Week 12 Luke Yiannatji

November 20, 2011 at 6:07 pm | Posted in Uncategorized | Leave a comment

Kerr and Offit

In, The Autism Spectrum Disorders/Vaccine Link Debate, Kerr begins his introduction by pointing out the fact that the hypothesis claiming vaccinations may cause ASD has been refuted by very highly regarded institutions including the US Federal Government, Institute of Medicine, and American Academy of Pediatrics. These groups repeatedly defend their stance despite efforts from Safeminds, Generation Rescue, Moms Against Mercury, who have taken this hypothesis in the political realm forcing many serious political discussions. Kerr’s research is done in an attempt to “answer the question of how and why activists continue to mobilize around the hypothesis that mercury in vaccines triggers and/or causes ASD. He refers to organizations such as these as HSM’s (health social movements) and says that “uncertainty alone can be sufficient to generate a HSM.” He revolves his concluding thoughts around “the influence of uncertainty” and claims this debate falls under five different types of uncertainty: diagnostic, etiological, dose-response relationship, synergistic effects, and past body exposure.
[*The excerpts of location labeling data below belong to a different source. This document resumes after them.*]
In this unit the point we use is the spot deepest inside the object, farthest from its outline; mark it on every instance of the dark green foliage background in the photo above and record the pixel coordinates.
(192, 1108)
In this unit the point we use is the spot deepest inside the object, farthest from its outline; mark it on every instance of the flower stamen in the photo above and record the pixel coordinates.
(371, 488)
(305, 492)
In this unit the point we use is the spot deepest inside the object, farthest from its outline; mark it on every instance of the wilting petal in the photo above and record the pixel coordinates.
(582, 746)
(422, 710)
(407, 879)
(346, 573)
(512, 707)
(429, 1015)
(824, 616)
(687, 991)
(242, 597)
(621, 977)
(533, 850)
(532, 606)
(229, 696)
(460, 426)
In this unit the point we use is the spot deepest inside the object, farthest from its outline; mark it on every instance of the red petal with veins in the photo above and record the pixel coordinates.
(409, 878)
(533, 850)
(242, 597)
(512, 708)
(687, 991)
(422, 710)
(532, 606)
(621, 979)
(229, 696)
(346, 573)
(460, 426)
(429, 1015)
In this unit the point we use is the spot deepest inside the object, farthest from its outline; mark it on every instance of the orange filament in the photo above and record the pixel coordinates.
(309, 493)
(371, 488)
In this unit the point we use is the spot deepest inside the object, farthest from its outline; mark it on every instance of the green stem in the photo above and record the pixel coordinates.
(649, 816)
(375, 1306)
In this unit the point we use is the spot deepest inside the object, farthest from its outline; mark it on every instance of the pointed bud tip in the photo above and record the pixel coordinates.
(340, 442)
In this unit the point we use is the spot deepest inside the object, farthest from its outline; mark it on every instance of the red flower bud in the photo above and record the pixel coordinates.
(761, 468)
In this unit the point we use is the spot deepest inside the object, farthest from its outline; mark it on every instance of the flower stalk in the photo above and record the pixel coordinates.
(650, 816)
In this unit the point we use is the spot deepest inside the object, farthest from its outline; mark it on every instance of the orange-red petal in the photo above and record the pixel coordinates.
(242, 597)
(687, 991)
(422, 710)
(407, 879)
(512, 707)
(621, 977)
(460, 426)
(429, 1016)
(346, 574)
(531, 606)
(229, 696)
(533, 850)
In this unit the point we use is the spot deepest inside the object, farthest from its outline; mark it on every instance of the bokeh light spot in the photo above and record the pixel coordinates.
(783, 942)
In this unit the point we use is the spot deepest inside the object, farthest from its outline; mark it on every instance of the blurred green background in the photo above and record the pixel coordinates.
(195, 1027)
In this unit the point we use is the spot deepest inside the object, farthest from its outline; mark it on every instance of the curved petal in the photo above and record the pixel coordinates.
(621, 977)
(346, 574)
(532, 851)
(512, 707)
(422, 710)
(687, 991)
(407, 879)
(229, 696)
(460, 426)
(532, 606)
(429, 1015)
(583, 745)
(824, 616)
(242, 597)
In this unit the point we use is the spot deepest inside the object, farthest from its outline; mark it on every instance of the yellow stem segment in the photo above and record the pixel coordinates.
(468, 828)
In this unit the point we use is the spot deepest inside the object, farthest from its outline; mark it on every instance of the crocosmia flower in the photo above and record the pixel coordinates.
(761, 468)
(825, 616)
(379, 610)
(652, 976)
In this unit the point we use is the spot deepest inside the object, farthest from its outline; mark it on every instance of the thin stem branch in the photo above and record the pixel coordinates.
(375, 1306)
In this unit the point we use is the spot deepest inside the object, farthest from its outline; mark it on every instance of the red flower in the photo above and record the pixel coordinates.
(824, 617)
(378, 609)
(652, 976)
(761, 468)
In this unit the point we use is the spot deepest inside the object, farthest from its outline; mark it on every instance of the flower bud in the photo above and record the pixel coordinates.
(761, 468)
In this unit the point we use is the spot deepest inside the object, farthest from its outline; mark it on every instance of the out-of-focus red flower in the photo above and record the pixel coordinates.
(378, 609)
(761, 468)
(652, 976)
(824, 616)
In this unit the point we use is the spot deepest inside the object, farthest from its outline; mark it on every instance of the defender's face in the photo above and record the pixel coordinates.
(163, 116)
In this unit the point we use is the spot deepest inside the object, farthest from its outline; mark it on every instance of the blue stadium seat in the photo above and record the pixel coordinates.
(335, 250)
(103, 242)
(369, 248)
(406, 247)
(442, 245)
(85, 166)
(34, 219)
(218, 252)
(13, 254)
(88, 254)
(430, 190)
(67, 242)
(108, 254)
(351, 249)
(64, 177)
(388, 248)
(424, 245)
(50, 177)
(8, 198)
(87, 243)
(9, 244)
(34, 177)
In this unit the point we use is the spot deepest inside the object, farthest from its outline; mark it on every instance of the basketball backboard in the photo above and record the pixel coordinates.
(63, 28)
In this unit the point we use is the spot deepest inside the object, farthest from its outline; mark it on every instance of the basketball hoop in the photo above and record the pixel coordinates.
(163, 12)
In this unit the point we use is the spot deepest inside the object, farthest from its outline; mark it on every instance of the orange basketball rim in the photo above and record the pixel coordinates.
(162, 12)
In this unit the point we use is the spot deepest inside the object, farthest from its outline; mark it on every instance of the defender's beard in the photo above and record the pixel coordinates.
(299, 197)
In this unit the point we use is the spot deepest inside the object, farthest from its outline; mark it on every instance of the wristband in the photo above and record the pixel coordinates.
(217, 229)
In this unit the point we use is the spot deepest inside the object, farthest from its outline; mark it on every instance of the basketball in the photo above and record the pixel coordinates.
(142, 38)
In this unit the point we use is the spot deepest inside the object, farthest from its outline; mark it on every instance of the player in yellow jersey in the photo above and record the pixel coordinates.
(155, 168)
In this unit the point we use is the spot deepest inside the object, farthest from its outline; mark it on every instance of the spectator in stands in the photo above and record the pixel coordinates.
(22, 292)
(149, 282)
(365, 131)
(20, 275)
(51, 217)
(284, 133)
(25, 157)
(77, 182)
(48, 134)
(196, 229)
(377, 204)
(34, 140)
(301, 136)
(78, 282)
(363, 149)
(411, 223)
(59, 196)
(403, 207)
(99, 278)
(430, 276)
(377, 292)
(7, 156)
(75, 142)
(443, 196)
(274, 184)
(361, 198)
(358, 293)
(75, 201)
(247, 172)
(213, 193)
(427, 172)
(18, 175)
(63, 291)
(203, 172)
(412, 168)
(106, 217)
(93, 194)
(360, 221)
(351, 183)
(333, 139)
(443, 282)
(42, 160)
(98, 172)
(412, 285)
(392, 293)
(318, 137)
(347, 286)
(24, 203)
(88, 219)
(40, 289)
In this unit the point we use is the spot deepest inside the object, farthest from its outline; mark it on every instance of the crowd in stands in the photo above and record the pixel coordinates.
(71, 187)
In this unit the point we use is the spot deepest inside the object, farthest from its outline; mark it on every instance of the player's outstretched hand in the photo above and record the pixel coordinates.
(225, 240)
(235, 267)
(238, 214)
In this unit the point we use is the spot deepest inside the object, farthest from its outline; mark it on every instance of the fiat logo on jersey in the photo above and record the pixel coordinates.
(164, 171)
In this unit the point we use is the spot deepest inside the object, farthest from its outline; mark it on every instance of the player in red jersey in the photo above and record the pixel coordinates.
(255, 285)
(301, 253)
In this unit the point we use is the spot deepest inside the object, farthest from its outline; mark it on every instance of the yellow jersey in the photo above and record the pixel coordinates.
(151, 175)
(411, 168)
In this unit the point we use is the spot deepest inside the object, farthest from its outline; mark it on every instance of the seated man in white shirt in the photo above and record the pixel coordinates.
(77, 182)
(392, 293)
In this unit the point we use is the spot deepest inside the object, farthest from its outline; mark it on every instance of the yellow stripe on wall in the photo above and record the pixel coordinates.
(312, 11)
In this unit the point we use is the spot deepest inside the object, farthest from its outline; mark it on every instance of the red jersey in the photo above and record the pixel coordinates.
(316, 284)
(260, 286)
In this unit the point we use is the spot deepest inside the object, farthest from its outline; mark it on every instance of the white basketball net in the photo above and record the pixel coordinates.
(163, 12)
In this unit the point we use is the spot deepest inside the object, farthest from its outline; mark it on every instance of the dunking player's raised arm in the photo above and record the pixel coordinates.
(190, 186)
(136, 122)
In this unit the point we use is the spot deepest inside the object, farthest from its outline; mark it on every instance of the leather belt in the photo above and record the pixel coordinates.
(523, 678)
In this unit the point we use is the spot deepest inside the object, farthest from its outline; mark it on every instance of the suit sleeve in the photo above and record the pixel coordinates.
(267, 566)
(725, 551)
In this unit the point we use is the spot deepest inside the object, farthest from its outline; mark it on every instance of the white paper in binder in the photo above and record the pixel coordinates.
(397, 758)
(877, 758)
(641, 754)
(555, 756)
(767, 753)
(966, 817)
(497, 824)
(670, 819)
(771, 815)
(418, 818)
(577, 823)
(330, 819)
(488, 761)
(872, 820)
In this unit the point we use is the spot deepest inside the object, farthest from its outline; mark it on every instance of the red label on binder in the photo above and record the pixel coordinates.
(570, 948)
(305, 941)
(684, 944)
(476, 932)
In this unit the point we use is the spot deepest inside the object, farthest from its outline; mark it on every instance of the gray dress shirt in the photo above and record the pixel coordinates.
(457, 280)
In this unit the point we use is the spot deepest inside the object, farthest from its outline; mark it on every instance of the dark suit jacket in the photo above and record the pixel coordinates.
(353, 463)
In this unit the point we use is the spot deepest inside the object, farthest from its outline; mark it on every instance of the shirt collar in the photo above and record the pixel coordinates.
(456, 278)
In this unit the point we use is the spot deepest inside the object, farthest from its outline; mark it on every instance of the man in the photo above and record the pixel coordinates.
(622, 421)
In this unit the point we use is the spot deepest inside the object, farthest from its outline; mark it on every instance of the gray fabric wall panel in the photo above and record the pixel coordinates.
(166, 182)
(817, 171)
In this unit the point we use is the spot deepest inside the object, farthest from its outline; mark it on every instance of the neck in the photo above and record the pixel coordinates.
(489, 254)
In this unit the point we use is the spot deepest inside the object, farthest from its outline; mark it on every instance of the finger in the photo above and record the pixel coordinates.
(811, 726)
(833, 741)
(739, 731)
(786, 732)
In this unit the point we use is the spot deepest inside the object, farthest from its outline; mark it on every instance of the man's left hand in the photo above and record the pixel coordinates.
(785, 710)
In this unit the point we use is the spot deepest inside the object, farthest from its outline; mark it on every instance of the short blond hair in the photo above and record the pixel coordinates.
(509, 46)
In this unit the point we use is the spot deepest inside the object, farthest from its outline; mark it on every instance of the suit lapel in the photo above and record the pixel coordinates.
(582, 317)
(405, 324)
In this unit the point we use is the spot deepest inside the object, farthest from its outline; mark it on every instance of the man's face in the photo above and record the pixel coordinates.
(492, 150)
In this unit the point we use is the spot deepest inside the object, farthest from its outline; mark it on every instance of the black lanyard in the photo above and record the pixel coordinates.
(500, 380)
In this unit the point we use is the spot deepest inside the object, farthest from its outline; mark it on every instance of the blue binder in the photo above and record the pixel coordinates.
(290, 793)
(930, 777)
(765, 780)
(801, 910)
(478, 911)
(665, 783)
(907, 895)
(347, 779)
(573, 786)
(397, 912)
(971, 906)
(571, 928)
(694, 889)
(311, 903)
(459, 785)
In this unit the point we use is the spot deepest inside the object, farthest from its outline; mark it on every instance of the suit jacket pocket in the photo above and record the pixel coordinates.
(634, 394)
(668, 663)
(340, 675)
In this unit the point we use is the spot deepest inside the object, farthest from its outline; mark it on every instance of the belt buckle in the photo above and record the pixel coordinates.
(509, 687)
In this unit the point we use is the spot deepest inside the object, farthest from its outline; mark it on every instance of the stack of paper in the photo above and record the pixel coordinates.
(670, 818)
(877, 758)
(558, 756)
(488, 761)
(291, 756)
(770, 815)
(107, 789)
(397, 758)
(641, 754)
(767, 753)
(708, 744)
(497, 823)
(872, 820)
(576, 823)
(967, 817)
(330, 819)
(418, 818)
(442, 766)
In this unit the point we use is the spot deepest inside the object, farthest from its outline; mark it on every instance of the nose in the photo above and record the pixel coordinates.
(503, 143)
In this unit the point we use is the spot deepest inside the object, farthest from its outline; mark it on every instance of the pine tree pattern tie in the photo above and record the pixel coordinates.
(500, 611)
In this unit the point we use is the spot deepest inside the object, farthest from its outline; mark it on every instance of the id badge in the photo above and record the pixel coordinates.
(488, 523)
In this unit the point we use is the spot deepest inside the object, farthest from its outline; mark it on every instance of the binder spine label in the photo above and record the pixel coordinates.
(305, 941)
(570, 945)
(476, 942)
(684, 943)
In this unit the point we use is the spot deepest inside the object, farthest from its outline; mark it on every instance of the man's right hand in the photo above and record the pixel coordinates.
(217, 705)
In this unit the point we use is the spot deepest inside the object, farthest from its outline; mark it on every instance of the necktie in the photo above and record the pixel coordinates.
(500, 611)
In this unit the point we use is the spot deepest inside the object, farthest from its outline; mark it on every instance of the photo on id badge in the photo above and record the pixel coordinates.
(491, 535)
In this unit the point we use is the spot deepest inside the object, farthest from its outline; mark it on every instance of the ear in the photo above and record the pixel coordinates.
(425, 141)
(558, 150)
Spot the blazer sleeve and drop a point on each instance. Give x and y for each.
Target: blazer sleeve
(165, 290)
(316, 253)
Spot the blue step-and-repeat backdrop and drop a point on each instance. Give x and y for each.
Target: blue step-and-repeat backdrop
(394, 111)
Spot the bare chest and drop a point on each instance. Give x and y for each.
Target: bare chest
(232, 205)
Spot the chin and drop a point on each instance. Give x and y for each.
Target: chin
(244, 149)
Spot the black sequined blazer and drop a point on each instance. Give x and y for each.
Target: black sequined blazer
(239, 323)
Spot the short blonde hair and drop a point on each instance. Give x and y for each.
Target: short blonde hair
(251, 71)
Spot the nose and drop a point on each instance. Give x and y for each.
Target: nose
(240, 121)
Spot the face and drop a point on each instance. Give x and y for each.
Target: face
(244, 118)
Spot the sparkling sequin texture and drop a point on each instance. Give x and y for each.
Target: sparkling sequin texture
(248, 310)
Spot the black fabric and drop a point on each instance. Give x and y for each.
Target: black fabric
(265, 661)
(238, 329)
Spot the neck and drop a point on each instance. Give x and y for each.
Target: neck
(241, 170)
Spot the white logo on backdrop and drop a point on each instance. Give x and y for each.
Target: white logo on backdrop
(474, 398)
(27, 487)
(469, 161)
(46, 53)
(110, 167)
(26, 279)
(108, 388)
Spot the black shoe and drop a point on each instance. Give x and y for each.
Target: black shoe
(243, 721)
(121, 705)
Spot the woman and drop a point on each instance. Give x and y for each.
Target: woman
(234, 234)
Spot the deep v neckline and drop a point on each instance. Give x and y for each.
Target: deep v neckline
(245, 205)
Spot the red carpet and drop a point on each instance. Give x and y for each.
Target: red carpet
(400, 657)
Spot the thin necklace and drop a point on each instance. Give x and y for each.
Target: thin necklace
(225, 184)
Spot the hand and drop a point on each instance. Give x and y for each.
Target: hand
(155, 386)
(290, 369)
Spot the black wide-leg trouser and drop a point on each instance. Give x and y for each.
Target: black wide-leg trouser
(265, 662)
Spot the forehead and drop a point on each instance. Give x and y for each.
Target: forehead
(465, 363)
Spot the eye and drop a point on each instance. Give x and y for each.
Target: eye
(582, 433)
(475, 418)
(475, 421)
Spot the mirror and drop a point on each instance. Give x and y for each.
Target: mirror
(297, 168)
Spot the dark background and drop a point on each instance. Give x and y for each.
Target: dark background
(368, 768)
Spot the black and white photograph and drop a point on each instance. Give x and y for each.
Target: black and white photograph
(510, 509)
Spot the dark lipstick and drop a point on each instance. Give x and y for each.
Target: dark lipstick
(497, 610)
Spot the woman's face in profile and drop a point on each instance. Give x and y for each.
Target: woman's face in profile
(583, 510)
He also claims these “HSM” movements have an advantage in that they can make bolder claims whereas the government in their refutation is forced to use language that sounds less powerful such as “evidence supports a rejection of the causal hypothesis.” Also, by using simple and direct messages, activists can get around the uncertainty while still being influential. Therefore, parents who are “hungry for answers” jump on board with the activists and since their claims are based on personal experience, they are given credibility. His final thoughts on the matter show an attempt to add a bit of sympathy and empathy for the affected families as he defends their rejection of research’s rejection of a causative link, saying this will help the families continue to hope for a cure. His epilogue further portrays an interesting viewpoint as he adds a thoughtful suggestion to mainstream medicine involved in this debate, stating, “…rather than framing the movement as fringe or radical, attempt to reach out and offer support and understanding and, most importantly, hope.”

Paul Offit, in chapter 8 of Autism’s False Prophets, presents an in-depth, though slightly biased, analysis of the “Omnibus Autism Proceeding” where parents of children with autism took their case to court in 2007. He starts by pointing out the setting of the case: “They were suing the federal government in a federal court.” Obviously, this was not a historical first, but Offit is right in pointing out this was not ideal for the plaintiffs. After discussing the terms of the National Childhood Vaccine Injury Act and Vaccine Injury Compensation Program, he points out that none of the three judges had a professional background in science or medicine, and that “although scientists had already rendered a verdict on whether MMR or thimerosal caused autism, these judges would be the final arbiters of scientific truth.” Offit then portrays the lawyers for the plaintiffs as some fat cat lawyers with an agenda make money off of the twelve year old, Michelle, who suffers from autism. Offit then presents the story provided by the parents of Michelle on how their daughter’s autism came about. Then the plaintiffs used experts to provide an explanation for her autism. However, after the defense questioned the expertise of Aposhian, Bryers, and Kinsbourne, and after all of the claims related to the study from Wakefield were thrown out of the window by an expert of the highest credentials, molecular biologist Stephen Bustin, the prosecution was very weakened. In short, the Court ruled that the combination of MMR and thimerosal didn’t cause autism. Offit claims they “sided with science”.

Although both Offit and Kerr both agree with the scientific conclusion that refutes the hypothesis made by the activists, Kerr seems to be more sympathetic to the parents of autistic children who pushed this issue onto the federal court. From the beginning of the discussion on whether autism could be caused by vaccines or mercury, Offit seemed to take a defensive, albeit convincing, approach to dealing with those under this belief. Much of his chapter reviewing the court hearings and final decision was filled with preconceived notions that those from the activist groups did not have the credentials to make such claims and that their arguments were weak and invalid. He also spent a good portion of this chapter questioning the motives of the lawyers involved in addition to the qualifications of the judges to make a important decision on a scientific matter. This leads me to question how it is possible to stay “objective” when discussing this matter since people clearly will have a preconceived viewpoint one way or the other.

While Offit is clearly biased when judging the parents of those with ASD, Kerr, on the other hand, at the very least attempted to remain objective in presenting his piece regarding how and why such HSM movements form. By illustrating his thoughts as to why he believes these groups form, he appears to show empathy for the parents. He sees them as organizing around shared experiences in hopes of finding a solution, rather than organizing for the purposes of pure compensation like Offit frequently claims. He further believes that mainstream medicine attacks these people too much, and should instead provide support, understanding, and hope.

Is the formation of groups such as Safeminds, Generation Rescue, Moms Against Mercury helpful, harmful, or neutral in finding a solution to autism?

Is it possible to disagree with some of the beliefs of these groups while simultaneously providing “support, understanding, and hope”?